Depleasuring
Among the pleasures of old age — a physical condition I had the honour of entering into, during February of 2021 — is that one is given the opportunity to give up several of one’s pleasures. This isn’t offered as a choice, however. One simply cannot do what one was, perhaps habitually, doing before; although in some cases an old pleasure is replaced by a new one. I used to love long walks, for instance. Now I do short walks, followed by a fall, and then, all the excitement of getting up again. Since my son got me a “walker” — or “stroller” as I call it — this pleasure, too, has almost departed. But one gets used to not falling over, as I have now discovered.

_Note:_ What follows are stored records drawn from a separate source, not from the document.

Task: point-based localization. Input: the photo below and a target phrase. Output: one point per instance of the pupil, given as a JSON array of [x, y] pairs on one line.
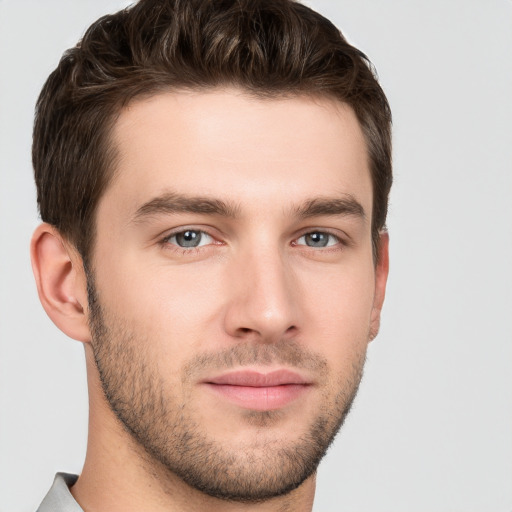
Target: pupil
[[188, 238], [316, 239]]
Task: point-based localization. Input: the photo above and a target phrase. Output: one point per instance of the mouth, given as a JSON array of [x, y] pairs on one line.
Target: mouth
[[259, 391]]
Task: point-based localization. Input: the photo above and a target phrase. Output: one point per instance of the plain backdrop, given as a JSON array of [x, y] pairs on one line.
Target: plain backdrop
[[431, 429]]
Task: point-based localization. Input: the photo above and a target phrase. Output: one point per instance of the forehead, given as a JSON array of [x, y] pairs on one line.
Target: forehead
[[223, 142]]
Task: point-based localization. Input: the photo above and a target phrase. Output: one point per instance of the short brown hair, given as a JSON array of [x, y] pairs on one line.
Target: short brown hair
[[267, 47]]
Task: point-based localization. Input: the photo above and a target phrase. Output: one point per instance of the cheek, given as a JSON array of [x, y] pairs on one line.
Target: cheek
[[339, 307]]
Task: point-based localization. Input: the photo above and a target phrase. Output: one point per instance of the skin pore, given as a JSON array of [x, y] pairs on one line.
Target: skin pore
[[233, 245]]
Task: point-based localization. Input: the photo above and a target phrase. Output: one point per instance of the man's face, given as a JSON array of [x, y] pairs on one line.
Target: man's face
[[234, 284]]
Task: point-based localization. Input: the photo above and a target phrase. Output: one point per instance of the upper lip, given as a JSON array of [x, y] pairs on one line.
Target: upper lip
[[252, 378]]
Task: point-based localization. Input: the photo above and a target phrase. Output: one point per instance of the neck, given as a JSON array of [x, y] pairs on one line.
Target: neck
[[118, 475]]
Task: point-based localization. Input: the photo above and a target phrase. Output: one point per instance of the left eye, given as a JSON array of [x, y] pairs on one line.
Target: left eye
[[318, 239], [190, 238]]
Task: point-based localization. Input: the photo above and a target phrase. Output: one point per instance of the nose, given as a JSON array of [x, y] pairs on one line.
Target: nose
[[263, 303]]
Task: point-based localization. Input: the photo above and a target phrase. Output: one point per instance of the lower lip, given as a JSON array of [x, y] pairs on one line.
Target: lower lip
[[260, 398]]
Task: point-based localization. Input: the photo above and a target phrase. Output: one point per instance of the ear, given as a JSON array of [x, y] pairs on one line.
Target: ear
[[61, 282], [381, 277]]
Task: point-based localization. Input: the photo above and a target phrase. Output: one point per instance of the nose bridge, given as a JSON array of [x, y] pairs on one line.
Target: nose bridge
[[264, 301]]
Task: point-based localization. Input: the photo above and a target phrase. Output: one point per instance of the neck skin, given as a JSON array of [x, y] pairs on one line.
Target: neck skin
[[118, 475]]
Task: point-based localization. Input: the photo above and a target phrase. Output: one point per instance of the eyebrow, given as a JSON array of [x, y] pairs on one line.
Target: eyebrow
[[169, 203], [317, 207]]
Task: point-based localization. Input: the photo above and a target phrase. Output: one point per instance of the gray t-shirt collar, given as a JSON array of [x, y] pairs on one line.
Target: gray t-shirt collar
[[59, 498]]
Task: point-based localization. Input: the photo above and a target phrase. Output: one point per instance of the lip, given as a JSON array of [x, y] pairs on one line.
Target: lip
[[259, 391]]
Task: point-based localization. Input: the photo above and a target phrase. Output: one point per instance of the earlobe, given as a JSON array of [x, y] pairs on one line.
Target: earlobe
[[61, 282], [381, 277]]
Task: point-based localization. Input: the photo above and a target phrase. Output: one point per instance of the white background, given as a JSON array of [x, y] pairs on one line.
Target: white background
[[431, 430]]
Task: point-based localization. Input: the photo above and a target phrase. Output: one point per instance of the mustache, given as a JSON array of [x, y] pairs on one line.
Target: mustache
[[283, 352]]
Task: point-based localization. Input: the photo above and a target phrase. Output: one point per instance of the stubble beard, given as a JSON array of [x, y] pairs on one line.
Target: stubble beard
[[163, 425]]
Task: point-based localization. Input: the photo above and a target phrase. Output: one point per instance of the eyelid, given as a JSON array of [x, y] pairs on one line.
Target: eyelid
[[164, 240], [342, 238]]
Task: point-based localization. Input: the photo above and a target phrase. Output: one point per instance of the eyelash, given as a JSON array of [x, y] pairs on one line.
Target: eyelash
[[166, 241]]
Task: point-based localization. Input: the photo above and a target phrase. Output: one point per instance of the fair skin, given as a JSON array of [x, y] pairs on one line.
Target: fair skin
[[278, 193]]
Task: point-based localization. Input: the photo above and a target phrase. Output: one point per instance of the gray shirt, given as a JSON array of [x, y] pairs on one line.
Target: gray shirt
[[59, 498]]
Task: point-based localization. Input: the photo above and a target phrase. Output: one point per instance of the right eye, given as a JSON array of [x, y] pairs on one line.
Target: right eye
[[189, 238]]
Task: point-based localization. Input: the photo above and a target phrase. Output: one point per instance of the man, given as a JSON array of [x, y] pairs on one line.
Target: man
[[213, 181]]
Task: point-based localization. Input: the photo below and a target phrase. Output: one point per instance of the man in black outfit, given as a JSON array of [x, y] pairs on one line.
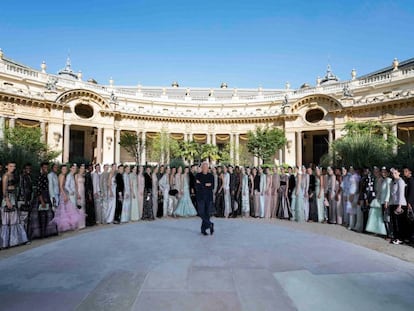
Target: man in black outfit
[[89, 197], [192, 185], [291, 184], [409, 194], [204, 194], [233, 189], [366, 194], [120, 187]]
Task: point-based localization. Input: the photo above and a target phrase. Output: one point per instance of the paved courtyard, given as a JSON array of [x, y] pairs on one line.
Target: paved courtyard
[[168, 265]]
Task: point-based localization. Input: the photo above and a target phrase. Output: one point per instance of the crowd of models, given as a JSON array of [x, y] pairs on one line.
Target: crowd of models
[[377, 201]]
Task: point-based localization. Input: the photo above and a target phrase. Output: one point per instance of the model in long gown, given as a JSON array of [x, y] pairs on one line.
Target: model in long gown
[[134, 195], [126, 203], [80, 183], [319, 199], [185, 207], [219, 197], [140, 193], [375, 223], [67, 215], [275, 195], [245, 195], [299, 198], [111, 200], [12, 230], [283, 210], [331, 191], [268, 196], [148, 213]]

A truly cosmic pleasure, in my former life, was reading; and somewhat ancillary to that, shopping in “beukstores.” Indeed, when compelled to live in some over-populous city, I would quickly establish where the beukstores were located, and visit them often during my daily, long-distance walks. Two features of my life assisted this compulsion. The other was my freedom from even short-term employment. For some reason, and it began long ago, I had never thought of applying for a job. Leisure was preferable. Jobs were simply supplied to me, miraculously, whenever it seemed I might need one. Indeed, sometimes they were forced upon me, by the terminally well-intended, with moral arguments as discouraging as decisive.. For I was born into that class of men who simply won’t “sign on” to the dole. (This bespeaks white privilege.)

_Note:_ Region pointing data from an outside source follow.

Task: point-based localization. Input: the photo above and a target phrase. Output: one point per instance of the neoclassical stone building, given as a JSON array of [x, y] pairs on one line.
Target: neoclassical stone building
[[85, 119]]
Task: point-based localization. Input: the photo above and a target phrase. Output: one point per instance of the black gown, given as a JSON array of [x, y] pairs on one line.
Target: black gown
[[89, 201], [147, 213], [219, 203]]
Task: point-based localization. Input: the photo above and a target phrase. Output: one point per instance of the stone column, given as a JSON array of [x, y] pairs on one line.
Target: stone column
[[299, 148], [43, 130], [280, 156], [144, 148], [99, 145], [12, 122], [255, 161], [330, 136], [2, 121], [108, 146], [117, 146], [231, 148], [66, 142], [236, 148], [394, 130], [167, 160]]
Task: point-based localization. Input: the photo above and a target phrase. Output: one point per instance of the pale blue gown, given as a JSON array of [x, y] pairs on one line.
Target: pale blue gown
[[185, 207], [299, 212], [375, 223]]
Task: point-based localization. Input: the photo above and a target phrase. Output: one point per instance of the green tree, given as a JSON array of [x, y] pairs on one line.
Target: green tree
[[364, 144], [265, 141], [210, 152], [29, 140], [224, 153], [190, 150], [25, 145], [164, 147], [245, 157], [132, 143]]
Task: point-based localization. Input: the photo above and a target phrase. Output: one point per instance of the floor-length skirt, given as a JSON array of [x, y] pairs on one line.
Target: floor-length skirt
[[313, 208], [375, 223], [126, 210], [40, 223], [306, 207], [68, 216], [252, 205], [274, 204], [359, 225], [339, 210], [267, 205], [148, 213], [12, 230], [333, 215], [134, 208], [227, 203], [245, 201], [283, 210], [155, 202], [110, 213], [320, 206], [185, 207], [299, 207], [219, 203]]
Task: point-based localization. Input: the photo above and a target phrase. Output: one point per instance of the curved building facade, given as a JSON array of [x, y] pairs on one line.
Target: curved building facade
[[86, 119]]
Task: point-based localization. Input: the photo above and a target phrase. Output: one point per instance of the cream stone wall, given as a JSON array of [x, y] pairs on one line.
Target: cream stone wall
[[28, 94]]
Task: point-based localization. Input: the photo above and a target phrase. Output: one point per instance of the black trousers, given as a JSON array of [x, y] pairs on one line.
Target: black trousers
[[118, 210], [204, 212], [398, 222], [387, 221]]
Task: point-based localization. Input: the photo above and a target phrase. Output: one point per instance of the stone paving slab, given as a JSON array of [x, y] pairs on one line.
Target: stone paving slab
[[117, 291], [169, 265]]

For nearly five years I have not been in a beukstore, except when some saintly person gives me a lift; for I live in Parkdale — Vallis Hortensis as I call it — a part of this vastly populous city in which there are no beukstores; and in which none is conceivable, because no one reads anything intentionally, except filthy trash. (There used to be some who could read a newspaper.)
Being without new beuks is certainly an advantage, which the Catholic Church once recognized, for she created the Index Librorum Prohibitorum, to help her members stay away from works deemed heretical or immoral. A quick glance at universal modern conditions will tell you it is gone, and the Wicked Pedia will tell you it was “cancelled” in 1966. By coincidence, even though not yet a Catholic, I decided not to obtain beuks published after the moon landing in 1969; for it seemed that the readable and interesting ones had already appeared.
I had already noticed that the selection of beuks, generally, had much contracted in the beukstores, to make room for gifts and beverages, so I suppose that my not being able to visit them is no great loss. For now that one is old, one realizes, … what?